Enquanto o Brasil registra o maior índice de abstinência alcoólica desde o início do levantamento do CISA (Centro de Informações sobre Saúde e Álcool), o Tocantins enfrenta uma realidade alarmante. Uma pesquisa da Ipsos-Ipec revelou que 64% dos brasileiros não consomem bebidas alcoólicas, um aumento de 9 pontos percentuais em relação a 2023, indicando uma tendência nacional de afastamento do álcool.
O estudo aponta para um crescimento significativo da abstinência entre jovens de 18 a 34 anos, especialmente entre os mais escolarizados, residentes em regiões metropolitanas e pertencentes às classes A e B. Contudo, o consumo abusivo persiste como uma preocupação, particularmente no Tocantins, que registra uma das maiores taxas de mortalidade associadas ao uso nocivo do álcool.
De acordo com a publicação “Álcool e a Saúde dos Brasileiros: Panorama 2025”, o Tocantins registrou, em 2023, uma taxa de 41,9 mortes por 100 mil habitantes atribuídas ao álcool, superando a média nacional de 34,5. O estado figurou entre os mais afetados, atrás apenas de Espírito Santo, Piauí e Paraná, evidenciando a urgência de ações específicas para a região.
Adicionalmente, o estudo identificou um aumento nas internações relacionadas ao álcool em todo o país. Em 2024, foram registradas 418.467 hospitalizações, um aumento de 24,2% em comparação com 2010. Embora estados como Paraná, Espírito Santo e Mato Grosso do Sul liderem as taxas de internações, o Tocantins mantém índices que demandam atenção redobrada por parte das autoridades de saúde pública.
Um ponto crítico é a percepção distorcida entre os bebedores abusivos, onde 82% acreditam consumir álcool de forma moderada. Para Arthur Guerra, psiquiatra e presidente do CISA, essa falta de percepção dificulta o reconhecimento dos riscos e a adoção de hábitos mais saudáveis. “Beber muito e não sentir os efeitos do álcool não é sinal de resistência, mas sim um alerta de que o organismo está cada vez mais tolerante, o que pode agravar os danos à saúde”, alerta Guerra.

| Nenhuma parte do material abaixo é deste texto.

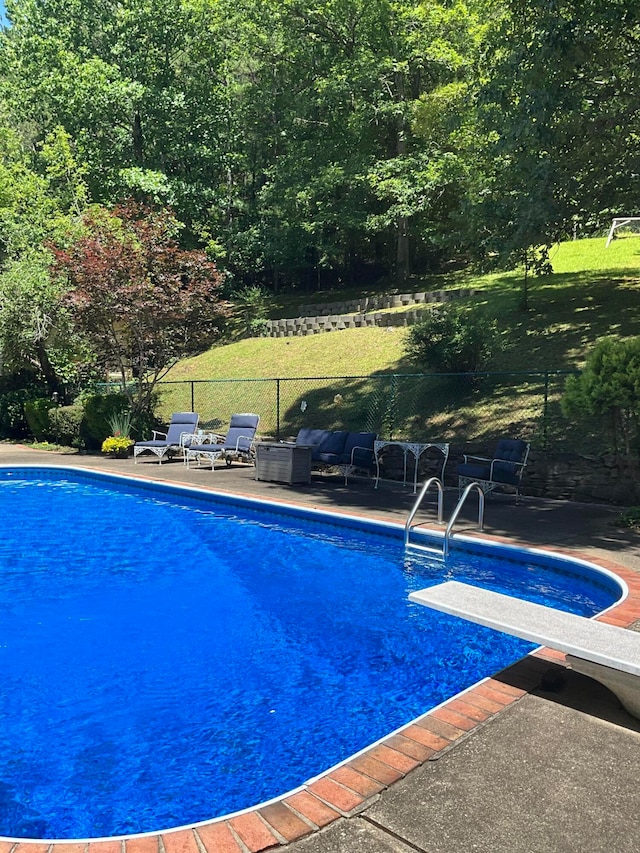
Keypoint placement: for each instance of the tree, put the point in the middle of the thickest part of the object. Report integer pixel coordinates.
(559, 110)
(35, 331)
(140, 300)
(450, 340)
(609, 386)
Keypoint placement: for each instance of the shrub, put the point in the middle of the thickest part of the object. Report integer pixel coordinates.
(13, 423)
(65, 424)
(609, 386)
(99, 410)
(452, 341)
(37, 416)
(251, 311)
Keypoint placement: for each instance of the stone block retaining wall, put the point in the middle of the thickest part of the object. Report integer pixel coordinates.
(360, 313)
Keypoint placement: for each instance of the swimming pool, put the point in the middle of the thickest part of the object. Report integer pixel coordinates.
(170, 656)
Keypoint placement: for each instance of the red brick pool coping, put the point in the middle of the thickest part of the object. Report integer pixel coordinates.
(348, 789)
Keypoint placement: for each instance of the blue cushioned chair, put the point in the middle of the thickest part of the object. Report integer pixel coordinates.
(505, 468)
(237, 444)
(183, 425)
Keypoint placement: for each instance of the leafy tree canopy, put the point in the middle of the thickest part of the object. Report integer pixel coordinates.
(140, 300)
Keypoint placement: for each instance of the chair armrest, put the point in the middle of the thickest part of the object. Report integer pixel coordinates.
(188, 438)
(513, 464)
(368, 450)
(249, 438)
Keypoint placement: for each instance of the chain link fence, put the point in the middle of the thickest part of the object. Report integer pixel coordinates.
(459, 408)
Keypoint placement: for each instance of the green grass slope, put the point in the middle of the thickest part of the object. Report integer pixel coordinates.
(592, 292)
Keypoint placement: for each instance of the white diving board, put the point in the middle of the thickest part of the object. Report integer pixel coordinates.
(604, 652)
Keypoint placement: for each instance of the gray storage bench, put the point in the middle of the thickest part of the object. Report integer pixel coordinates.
(606, 653)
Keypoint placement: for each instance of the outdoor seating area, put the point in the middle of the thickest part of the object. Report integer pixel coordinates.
(183, 425)
(236, 445)
(504, 468)
(348, 451)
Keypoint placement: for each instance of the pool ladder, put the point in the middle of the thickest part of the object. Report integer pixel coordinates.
(434, 481)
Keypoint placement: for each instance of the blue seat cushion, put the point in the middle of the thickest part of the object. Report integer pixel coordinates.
(505, 473)
(333, 443)
(358, 449)
(511, 449)
(474, 471)
(311, 437)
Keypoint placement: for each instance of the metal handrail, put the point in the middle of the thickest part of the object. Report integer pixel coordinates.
(431, 481)
(456, 512)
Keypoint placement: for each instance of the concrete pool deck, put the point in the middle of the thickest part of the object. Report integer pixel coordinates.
(536, 759)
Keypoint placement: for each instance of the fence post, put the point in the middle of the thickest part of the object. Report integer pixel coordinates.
(545, 413)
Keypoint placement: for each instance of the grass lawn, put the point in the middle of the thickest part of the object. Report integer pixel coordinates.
(593, 292)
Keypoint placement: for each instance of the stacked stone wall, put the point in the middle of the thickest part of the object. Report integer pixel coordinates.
(360, 313)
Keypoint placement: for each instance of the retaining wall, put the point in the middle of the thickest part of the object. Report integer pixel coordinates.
(360, 313)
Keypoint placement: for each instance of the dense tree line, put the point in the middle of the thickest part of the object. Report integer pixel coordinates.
(306, 143)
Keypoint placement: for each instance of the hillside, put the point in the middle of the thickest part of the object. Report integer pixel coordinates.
(592, 292)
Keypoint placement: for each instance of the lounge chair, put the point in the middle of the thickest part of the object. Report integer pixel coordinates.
(183, 425)
(504, 468)
(237, 444)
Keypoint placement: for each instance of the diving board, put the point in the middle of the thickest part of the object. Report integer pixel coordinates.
(606, 653)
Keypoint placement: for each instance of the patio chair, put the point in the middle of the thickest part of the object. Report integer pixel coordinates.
(237, 444)
(182, 426)
(505, 468)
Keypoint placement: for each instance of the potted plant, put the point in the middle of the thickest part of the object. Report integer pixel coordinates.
(118, 444)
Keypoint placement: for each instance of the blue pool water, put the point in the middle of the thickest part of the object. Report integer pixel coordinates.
(168, 658)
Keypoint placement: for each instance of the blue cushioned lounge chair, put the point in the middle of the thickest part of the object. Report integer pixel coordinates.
(505, 468)
(183, 424)
(237, 444)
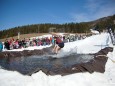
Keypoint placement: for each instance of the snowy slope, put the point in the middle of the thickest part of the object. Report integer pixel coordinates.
(89, 45)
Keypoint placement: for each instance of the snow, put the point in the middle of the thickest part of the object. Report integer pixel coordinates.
(89, 45)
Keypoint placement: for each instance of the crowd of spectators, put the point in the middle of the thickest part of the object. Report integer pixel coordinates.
(10, 44)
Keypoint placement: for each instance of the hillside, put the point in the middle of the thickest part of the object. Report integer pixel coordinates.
(82, 27)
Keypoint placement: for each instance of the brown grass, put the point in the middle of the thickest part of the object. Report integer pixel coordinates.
(22, 36)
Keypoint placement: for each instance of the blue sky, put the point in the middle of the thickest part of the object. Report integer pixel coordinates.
(15, 13)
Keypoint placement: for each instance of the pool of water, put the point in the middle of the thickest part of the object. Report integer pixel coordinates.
(27, 65)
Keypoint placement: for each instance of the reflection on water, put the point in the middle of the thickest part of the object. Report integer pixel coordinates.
(26, 65)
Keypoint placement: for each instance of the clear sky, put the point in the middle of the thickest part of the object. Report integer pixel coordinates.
(15, 13)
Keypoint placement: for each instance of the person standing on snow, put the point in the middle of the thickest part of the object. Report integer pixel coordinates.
(59, 44)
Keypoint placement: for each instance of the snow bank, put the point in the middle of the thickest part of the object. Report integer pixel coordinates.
(89, 45)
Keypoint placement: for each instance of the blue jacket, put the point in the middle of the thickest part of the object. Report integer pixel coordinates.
(1, 46)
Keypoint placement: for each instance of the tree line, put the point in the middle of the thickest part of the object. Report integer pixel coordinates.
(83, 27)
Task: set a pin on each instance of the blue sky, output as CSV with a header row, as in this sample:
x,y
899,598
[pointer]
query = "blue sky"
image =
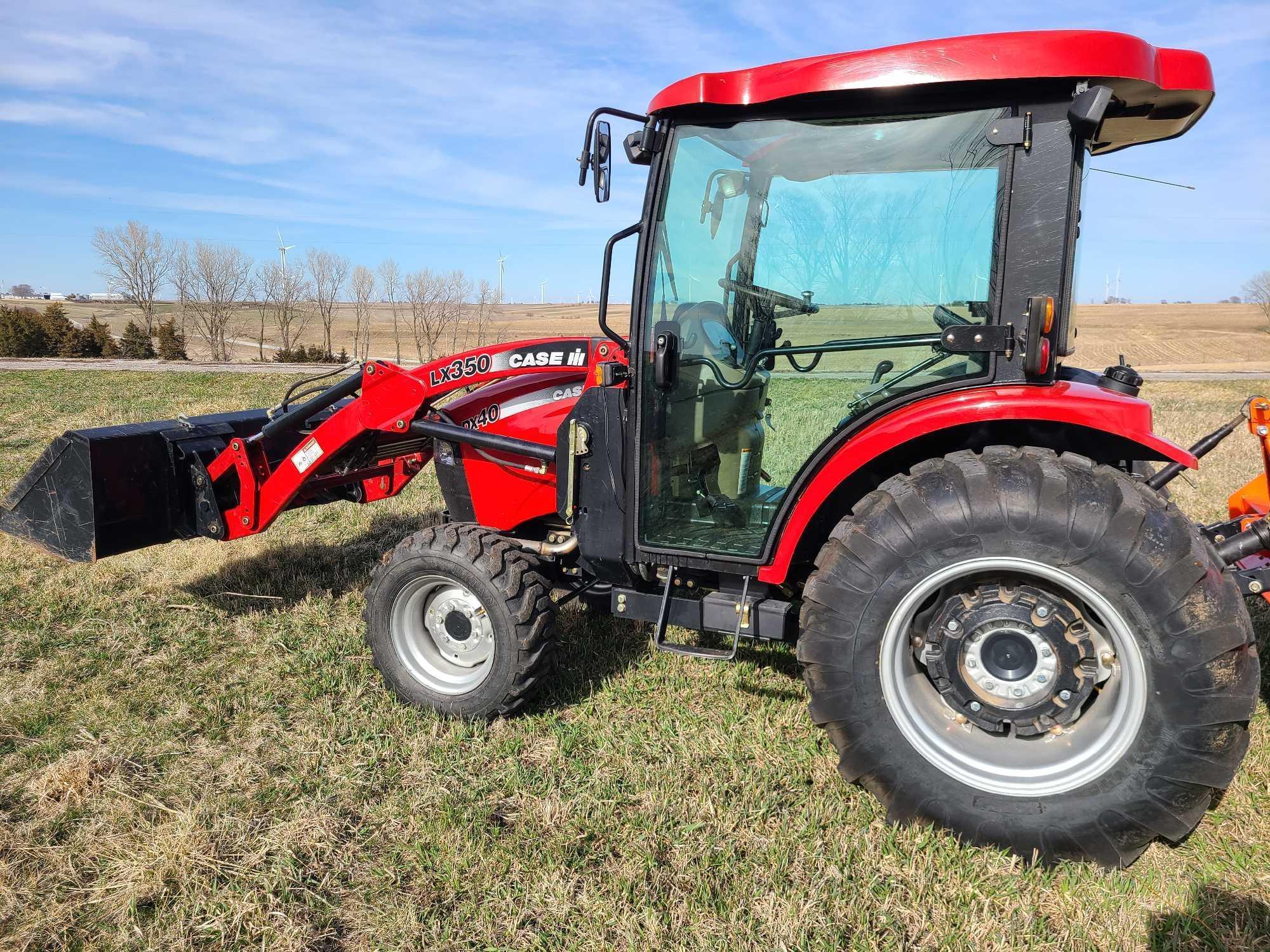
x,y
443,136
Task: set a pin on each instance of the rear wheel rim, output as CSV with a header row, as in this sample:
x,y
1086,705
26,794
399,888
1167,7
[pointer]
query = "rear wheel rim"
x,y
1013,766
443,635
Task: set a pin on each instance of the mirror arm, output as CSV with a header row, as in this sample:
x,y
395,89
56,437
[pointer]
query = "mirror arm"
x,y
830,347
585,159
604,286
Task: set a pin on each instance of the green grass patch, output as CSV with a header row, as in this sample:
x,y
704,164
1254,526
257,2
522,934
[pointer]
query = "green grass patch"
x,y
187,767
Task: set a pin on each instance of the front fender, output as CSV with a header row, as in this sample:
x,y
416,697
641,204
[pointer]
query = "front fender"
x,y
1065,403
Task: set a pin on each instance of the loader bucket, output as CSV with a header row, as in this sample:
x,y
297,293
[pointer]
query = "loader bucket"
x,y
101,492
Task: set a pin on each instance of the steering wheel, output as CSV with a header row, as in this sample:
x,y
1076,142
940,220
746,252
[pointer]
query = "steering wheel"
x,y
777,299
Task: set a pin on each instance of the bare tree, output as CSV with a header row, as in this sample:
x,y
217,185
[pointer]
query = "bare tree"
x,y
219,282
1257,291
485,312
135,263
392,280
457,289
181,280
364,295
436,303
328,272
285,295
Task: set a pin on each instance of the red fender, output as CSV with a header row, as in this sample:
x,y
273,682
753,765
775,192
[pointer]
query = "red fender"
x,y
1066,402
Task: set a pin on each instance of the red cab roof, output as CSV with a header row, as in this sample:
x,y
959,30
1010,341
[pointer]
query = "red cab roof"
x,y
1172,87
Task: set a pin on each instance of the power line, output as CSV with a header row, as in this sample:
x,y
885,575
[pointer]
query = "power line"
x,y
1142,178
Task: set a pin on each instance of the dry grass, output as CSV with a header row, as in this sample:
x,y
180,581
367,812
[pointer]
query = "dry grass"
x,y
1154,337
186,769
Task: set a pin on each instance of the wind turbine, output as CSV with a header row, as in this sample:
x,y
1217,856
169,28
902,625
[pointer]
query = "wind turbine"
x,y
502,260
284,249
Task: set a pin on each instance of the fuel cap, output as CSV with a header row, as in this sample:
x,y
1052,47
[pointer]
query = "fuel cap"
x,y
1122,379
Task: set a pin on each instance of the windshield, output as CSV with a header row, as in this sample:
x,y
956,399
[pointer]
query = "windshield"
x,y
810,271
877,223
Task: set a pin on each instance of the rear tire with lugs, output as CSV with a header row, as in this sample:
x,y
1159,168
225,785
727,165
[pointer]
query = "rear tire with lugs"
x,y
1033,652
459,620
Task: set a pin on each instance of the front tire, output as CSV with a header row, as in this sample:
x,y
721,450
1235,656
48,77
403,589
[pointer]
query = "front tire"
x,y
459,620
1032,652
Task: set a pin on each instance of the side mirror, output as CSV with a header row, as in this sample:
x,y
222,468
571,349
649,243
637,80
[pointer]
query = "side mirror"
x,y
666,356
1088,111
603,161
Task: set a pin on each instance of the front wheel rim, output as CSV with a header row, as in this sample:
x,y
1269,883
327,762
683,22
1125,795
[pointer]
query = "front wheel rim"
x,y
443,635
1014,766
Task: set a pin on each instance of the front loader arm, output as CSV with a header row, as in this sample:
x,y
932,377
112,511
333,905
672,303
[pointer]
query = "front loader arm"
x,y
392,399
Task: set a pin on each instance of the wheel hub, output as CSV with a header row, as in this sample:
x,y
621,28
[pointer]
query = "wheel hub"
x,y
1012,658
459,626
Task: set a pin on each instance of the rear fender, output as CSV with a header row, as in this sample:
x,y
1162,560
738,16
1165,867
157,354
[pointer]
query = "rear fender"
x,y
1065,417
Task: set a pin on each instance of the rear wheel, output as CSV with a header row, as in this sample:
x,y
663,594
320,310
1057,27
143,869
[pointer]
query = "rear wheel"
x,y
459,620
1033,652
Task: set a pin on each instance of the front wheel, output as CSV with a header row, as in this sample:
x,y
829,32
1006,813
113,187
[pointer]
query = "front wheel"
x,y
1032,652
459,620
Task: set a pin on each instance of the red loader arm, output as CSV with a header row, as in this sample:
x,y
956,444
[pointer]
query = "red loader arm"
x,y
392,400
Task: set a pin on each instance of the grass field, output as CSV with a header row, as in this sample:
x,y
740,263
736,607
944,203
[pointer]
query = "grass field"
x,y
196,752
1153,337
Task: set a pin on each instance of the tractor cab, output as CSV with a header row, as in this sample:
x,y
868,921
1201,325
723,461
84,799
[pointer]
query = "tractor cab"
x,y
831,239
802,275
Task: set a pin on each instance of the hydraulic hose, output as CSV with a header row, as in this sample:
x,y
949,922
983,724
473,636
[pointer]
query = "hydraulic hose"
x,y
298,417
1202,449
1252,541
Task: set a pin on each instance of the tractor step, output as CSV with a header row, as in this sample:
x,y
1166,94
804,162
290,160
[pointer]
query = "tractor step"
x,y
744,609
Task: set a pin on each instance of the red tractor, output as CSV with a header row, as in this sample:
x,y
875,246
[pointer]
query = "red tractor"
x,y
841,421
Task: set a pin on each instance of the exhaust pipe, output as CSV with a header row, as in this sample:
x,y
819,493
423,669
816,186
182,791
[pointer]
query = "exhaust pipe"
x,y
548,549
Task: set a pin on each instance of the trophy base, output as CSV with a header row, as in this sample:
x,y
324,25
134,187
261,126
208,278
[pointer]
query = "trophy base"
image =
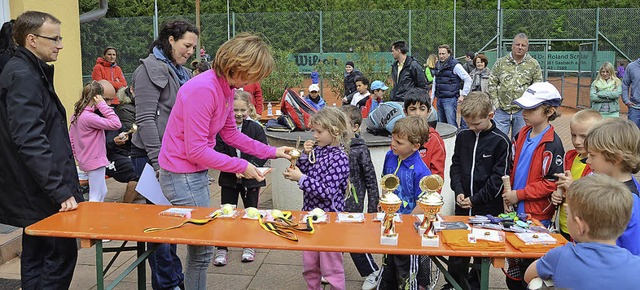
x,y
430,242
389,241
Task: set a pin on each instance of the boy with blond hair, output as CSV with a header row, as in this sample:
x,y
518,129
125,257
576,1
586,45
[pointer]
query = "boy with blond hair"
x,y
598,209
613,147
575,163
537,157
480,159
433,153
403,160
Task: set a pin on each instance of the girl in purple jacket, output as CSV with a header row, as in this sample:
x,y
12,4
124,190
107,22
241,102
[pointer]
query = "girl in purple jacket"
x,y
322,173
87,136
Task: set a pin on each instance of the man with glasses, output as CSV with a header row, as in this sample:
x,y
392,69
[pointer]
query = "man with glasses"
x,y
38,176
314,98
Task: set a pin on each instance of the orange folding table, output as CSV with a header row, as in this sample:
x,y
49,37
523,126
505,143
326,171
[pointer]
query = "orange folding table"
x,y
94,221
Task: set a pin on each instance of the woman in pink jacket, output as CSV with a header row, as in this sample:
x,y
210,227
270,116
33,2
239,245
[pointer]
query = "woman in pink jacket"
x,y
87,136
203,109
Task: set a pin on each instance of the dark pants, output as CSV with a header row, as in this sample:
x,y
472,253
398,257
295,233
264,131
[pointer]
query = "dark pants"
x,y
249,195
230,195
458,267
405,272
120,168
166,268
47,262
364,263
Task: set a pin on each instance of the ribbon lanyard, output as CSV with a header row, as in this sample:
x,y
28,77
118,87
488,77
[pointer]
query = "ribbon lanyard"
x,y
191,221
397,168
271,227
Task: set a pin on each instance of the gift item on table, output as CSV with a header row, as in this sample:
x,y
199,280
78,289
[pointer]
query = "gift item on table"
x,y
348,217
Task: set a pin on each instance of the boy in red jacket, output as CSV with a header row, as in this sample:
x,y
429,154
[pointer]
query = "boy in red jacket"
x,y
575,164
537,157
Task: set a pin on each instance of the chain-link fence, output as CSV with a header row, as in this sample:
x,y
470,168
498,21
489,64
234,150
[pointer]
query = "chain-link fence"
x,y
610,29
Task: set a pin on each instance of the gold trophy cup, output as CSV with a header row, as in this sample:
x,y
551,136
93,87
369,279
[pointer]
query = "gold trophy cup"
x,y
389,203
295,154
430,202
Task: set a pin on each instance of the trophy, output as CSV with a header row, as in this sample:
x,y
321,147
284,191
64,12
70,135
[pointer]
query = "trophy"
x,y
390,203
430,202
295,154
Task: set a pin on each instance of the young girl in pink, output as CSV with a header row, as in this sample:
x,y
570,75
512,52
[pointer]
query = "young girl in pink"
x,y
87,136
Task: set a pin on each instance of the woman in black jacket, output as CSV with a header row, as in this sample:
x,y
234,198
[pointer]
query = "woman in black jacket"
x,y
350,75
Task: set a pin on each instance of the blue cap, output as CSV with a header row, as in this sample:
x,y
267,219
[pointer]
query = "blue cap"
x,y
378,85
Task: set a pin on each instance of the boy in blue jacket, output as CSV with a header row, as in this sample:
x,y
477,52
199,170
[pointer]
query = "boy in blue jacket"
x,y
403,160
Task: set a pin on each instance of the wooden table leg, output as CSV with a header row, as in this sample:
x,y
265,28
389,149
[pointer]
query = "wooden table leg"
x,y
99,265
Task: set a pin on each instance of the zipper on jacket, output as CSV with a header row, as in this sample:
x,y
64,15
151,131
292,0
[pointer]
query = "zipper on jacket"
x,y
473,164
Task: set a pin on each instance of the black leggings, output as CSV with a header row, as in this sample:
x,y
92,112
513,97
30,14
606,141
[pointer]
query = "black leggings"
x,y
249,195
230,195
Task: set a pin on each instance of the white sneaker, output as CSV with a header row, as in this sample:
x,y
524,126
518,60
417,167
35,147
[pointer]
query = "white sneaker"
x,y
248,255
371,282
220,258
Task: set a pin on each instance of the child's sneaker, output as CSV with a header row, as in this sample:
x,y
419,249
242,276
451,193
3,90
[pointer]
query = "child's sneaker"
x,y
248,255
371,282
220,258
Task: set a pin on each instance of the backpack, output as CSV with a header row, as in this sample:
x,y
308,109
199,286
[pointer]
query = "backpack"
x,y
297,108
381,120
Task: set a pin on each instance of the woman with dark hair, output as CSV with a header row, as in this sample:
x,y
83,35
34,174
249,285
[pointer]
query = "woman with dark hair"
x,y
107,69
203,110
7,46
480,74
157,81
350,75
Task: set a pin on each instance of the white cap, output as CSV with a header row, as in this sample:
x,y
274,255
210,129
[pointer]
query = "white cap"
x,y
538,94
314,87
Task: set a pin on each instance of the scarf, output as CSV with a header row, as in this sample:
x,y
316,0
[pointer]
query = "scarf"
x,y
605,85
180,71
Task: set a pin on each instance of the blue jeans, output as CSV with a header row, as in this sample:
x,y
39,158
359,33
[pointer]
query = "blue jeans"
x,y
634,116
190,189
505,122
447,110
166,267
47,262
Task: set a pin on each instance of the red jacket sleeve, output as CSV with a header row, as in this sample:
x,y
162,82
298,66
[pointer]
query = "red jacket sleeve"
x,y
258,100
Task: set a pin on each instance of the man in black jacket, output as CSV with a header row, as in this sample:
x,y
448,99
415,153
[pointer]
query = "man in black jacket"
x,y
38,175
406,72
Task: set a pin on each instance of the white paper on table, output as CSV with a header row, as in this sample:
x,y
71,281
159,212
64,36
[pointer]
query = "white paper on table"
x,y
149,187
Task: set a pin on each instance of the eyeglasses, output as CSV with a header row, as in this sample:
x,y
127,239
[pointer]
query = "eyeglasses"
x,y
57,39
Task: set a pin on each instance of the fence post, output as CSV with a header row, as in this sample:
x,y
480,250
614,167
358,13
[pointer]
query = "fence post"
x,y
410,33
321,31
595,50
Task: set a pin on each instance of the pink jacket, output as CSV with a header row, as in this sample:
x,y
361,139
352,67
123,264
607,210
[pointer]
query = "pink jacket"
x,y
87,136
204,108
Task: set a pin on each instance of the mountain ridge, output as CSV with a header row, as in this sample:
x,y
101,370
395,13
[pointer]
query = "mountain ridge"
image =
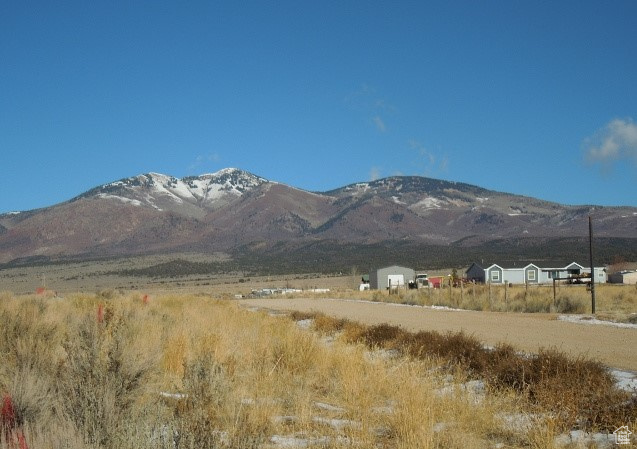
x,y
232,209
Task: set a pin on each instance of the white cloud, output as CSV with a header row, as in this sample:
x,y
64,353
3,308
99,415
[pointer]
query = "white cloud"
x,y
431,163
203,159
616,141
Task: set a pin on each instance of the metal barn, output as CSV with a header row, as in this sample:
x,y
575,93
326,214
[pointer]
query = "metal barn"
x,y
394,276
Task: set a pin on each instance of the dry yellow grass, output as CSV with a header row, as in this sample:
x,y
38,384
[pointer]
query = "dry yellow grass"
x,y
194,372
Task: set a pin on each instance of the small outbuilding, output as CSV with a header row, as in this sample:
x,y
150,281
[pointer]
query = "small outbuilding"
x,y
394,276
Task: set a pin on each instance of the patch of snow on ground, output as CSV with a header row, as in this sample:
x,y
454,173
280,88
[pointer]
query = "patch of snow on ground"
x,y
587,319
583,439
392,304
625,380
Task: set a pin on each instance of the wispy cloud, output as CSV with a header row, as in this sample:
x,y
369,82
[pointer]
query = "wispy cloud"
x,y
616,141
430,163
203,160
368,101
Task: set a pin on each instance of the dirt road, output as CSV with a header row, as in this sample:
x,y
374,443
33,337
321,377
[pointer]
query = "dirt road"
x,y
613,346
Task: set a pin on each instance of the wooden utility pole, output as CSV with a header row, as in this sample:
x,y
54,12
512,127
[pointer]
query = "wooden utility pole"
x,y
590,250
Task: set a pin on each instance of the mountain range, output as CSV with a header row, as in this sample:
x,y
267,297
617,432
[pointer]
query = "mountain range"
x,y
237,212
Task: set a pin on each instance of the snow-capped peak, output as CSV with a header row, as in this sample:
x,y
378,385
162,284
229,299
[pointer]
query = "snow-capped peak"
x,y
159,191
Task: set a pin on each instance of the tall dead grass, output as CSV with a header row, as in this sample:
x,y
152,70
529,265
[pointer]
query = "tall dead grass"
x,y
193,372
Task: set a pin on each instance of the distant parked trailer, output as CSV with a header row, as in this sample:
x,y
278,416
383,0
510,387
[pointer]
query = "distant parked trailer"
x,y
623,277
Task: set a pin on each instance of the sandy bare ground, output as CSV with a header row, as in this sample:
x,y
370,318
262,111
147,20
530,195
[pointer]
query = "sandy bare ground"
x,y
613,346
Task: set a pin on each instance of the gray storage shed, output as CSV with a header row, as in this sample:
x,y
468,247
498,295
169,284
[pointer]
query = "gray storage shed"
x,y
380,278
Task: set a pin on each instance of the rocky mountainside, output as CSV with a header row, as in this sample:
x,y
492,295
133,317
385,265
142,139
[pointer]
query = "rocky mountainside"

Diante desse cenário, os dados reforçam a necessidade de políticas públicas eficazes voltadas à prevenção e ao tratamento de transtornos relacionados ao uso do álcool, especialmente no Tocantins e em outros estados com altas taxas de mortalidade. O foco deve ser direcionado a homens de 25 a 44 anos, perfil mais associado ao consumo pesado, conforme aponta a pesquisa.